Choosing a place to live seems like a straightforward task until you start exploring all the choices available.
In most areas, there are options that fit all household sizes and budgets. Choosing a home can sometimes be a matter of need vs. want as few people have open-ended resources to dedicate to housing. However, if you do not budget enough of your income toward housing expenses, you may find yourself struggling to live in a home that is too small or too simple for your needs.
It is important to consider the size of home you need, what you can afford and how close it is to your job, college or family members’ schools. Neighborhood safety scores, the proximity to shopping and availability of public transportation are important factors to consider.
Continue reading to learn more about different types of housing and get tips to help you choose the best place to live.
Condos and apartments are individual living units located within larger buildings and blocks of buildings. Although the two seem similar at first glance—and do share a lot of similarities—there are also differences that you should be aware of.
Depending on the location, condominiums and apartments may be filled with mostly renters, mostly owners or a combination of the two. Condos often have monthly maintenance or homeowner fees that are paid separately from a mortgage or are rolled into the rent amount.

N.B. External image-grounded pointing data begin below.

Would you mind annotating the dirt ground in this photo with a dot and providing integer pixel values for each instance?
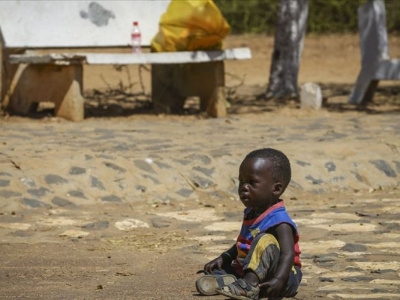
(160, 262)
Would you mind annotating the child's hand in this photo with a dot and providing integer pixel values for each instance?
(214, 264)
(273, 287)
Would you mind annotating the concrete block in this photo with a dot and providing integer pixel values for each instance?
(311, 96)
(61, 85)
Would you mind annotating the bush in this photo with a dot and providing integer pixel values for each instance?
(325, 16)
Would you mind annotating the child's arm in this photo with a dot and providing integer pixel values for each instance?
(225, 257)
(284, 235)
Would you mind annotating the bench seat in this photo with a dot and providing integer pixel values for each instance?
(28, 77)
(126, 58)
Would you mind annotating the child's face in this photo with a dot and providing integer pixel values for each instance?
(257, 188)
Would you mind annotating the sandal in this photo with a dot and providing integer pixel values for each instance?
(207, 284)
(240, 289)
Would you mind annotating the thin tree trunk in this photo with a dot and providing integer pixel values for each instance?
(288, 45)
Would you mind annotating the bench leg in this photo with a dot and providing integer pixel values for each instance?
(7, 73)
(166, 93)
(61, 85)
(173, 83)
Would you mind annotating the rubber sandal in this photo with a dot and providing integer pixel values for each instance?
(207, 284)
(233, 290)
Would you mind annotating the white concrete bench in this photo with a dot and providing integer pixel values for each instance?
(29, 76)
(376, 63)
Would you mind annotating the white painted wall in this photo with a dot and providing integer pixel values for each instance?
(77, 23)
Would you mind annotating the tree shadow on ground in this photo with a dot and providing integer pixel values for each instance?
(243, 99)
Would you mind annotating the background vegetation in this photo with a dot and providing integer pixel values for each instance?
(325, 16)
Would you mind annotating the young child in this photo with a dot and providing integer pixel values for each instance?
(265, 260)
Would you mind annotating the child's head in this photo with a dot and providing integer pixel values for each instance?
(264, 175)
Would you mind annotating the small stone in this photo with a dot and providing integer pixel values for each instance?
(311, 96)
(55, 179)
(62, 202)
(35, 203)
(114, 167)
(111, 198)
(74, 233)
(130, 224)
(143, 165)
(96, 225)
(184, 192)
(384, 167)
(9, 194)
(28, 182)
(40, 192)
(326, 279)
(354, 248)
(96, 183)
(4, 183)
(76, 194)
(77, 171)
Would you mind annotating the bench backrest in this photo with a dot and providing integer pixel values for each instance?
(68, 24)
(373, 32)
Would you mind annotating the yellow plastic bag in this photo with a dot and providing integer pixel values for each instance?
(190, 25)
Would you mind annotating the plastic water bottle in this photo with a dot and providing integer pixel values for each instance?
(136, 38)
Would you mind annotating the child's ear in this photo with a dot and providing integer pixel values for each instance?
(278, 188)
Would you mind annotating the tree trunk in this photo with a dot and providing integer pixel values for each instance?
(288, 45)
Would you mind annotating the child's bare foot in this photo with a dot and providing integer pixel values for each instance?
(240, 289)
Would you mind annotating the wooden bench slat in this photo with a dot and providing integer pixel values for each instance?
(127, 58)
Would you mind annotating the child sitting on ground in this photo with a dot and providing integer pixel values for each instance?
(265, 260)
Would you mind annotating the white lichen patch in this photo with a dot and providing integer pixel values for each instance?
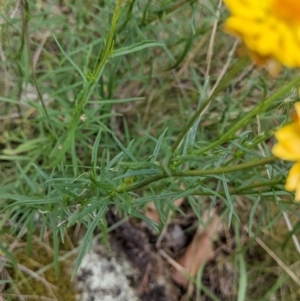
(106, 276)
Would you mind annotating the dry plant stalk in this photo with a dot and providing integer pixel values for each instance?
(197, 253)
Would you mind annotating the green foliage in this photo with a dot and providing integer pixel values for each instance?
(107, 106)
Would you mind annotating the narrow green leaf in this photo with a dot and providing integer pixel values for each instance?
(135, 47)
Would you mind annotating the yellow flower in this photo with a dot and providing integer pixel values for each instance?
(288, 148)
(269, 28)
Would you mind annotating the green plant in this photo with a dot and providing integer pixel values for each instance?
(70, 153)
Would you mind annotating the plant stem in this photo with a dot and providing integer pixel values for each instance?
(197, 173)
(224, 82)
(256, 111)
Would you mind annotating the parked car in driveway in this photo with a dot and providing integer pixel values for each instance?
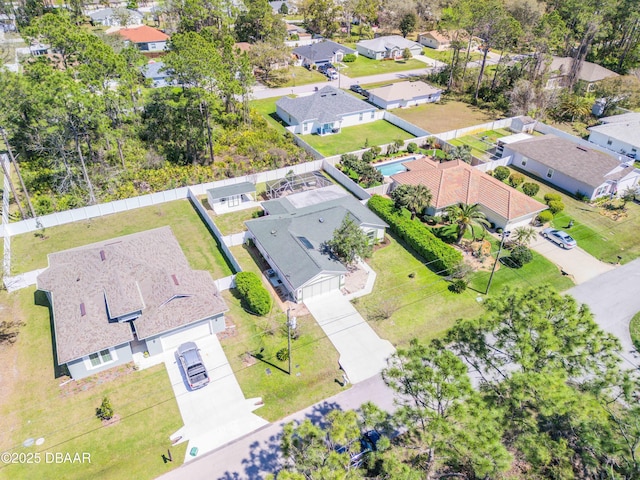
(559, 237)
(193, 366)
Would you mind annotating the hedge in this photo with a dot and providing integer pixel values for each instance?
(441, 256)
(254, 294)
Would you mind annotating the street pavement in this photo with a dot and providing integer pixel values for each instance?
(613, 298)
(257, 454)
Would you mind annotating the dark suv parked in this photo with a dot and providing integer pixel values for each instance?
(192, 364)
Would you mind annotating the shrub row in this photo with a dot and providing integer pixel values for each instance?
(253, 293)
(441, 256)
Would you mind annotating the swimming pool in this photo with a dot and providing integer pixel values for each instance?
(391, 168)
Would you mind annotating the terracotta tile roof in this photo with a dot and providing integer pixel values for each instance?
(143, 34)
(145, 272)
(455, 181)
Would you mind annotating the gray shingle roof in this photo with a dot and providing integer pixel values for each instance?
(287, 236)
(321, 51)
(228, 190)
(326, 105)
(145, 271)
(583, 164)
(628, 132)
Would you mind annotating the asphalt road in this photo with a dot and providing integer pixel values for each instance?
(614, 299)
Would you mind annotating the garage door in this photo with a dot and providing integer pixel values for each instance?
(173, 340)
(319, 288)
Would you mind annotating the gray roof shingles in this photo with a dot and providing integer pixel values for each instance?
(133, 273)
(326, 105)
(583, 164)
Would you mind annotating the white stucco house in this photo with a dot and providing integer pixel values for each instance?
(135, 293)
(619, 133)
(291, 235)
(390, 46)
(454, 182)
(573, 167)
(404, 94)
(325, 111)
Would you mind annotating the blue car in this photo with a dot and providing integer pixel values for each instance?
(559, 237)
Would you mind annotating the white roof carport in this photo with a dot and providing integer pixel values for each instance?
(218, 413)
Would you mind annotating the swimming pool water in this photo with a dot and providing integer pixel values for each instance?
(394, 167)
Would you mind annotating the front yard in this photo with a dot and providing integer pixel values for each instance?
(29, 251)
(444, 116)
(349, 139)
(35, 405)
(364, 66)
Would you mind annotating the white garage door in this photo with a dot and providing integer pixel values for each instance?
(173, 340)
(319, 288)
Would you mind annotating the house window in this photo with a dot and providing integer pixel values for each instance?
(101, 358)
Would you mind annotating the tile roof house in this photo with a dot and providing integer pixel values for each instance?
(404, 94)
(391, 46)
(590, 73)
(321, 52)
(455, 181)
(325, 111)
(434, 39)
(619, 133)
(145, 38)
(573, 167)
(132, 292)
(116, 17)
(291, 235)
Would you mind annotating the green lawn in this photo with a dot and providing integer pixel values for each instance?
(267, 108)
(301, 76)
(599, 235)
(233, 222)
(354, 138)
(444, 115)
(364, 66)
(33, 404)
(29, 252)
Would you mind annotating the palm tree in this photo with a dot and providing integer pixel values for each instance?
(466, 215)
(523, 235)
(415, 198)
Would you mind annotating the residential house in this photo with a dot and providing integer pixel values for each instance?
(454, 182)
(124, 295)
(436, 40)
(145, 38)
(589, 73)
(292, 235)
(325, 111)
(619, 133)
(391, 46)
(321, 53)
(573, 167)
(404, 94)
(234, 197)
(116, 17)
(157, 74)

Both generally compete to woo clients with special amenities, such as swimming pools, gyms, playgrounds and game rooms. Many condo and apartment communities provide a variety of on-site activities.
Condos and apartments often appeal to city-dwellers, but they can be also found in suburban areas and small towns. Some complexes cater to families while others are clearly better suited for single adults or retirees. It is possible to find units as big as a stand-alone home, or as small as a studio.
Also referred to as efficiency apartments and studio flats, studio apartments offer the amenities of a full home condensed into a very small space. Usually, the kitchen, living and sleeping areas are combined into one space while the bathroom is the only separate room with a door that closes.
Ideal for single adults and couples without children, studio apartments are usually the most affordable units in any complex. They are usually located along with larger units in apartment complexes and buildings.
Like condos and apartments, manufactured and mobile homes share many similarities and differences. Both terms describe homes that are fully assembled at a factory before being transferred to a lot. Both must have a permanent chassis that allows for safe transportation to a new location.
Due to Housing and Urban Development (HUD) rules, homes manufactured before June 15, 1976 are called mobile homes while the proper term for homes made after that date is “manufactured home.”
These kinds of homes have the advantage of being less expensive than site-built homes. Although HUD has made sure that manufactured home construction standards have improved through the years, they are generally not as sturdy during storms as traditional construction.
While many people still picture the rectangular, single-wide trailer when they think of a mobile home, newer manufactured houses are made to look like standard homes. In addition, many manufactured homes are more energy efficient than other houses.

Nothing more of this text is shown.